ES³: Evolving Self-Supervised Learning of Robust Audio-Visual Speech Representations

Published in The IEEE/CVF Conference on Computer Vision and Pattern Recognition, 2024

Recommended citation: Yuanhang Zhang, Shuang Yang, Shiguang Shan and Xilin Chen. ES³: Evolving Self-Supervised Learning of Robust Audio-Visual Speech Representations. IEEE/CVF Conference on Computer Vision and Pattern Recognition (CVPR), June 17-21, 2024, Seattle, Washington, USA.
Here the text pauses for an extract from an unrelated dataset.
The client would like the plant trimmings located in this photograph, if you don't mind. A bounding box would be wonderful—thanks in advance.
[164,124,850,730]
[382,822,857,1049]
Overview of the proposed method, ES³

Samples from the CAS-VSR-S101 dataset

Abstract: We propose a novel strategy, ES³, for self-supervised learning of robust audio-visual speech representations from unlabeled talking face videos. While many recent approaches for this task primarily rely on guiding the learning process using the audio modality alone to capture information shared between audio and video, we reframe the problem as the acquisition of shared, unique (modality-specific) and synergistic speech information to address the inherent asymmetry between the modalities. Based on this formulation, we propose a novel “evolving” strategy that progressively builds joint audio-visual speech representations that are strong for both uni-modal (audio & visual) and bi-modal (audio-visual) speech. First, we leverage the more easily learnable audio modality to initialize audio and visual representations by capturing audio-unique and shared speech information. Next, we incorporate video-unique speech information and bootstrap the audio-visual representations on top of the previously acquired shared knowledge. Finally, we maximize the total audio-visual speech information, including synergistic information to obtain robust and comprehensive representations. We implement ES³ as a simple Siamese framework and experiments on both English benchmarks and a newly contributed large-scale Mandarin dataset show its effectiveness. In particular, on LRS2-BBC, our smallest model is on par with SoTA models with only 1/2 parameters and 1/8 unlabeled data (223h).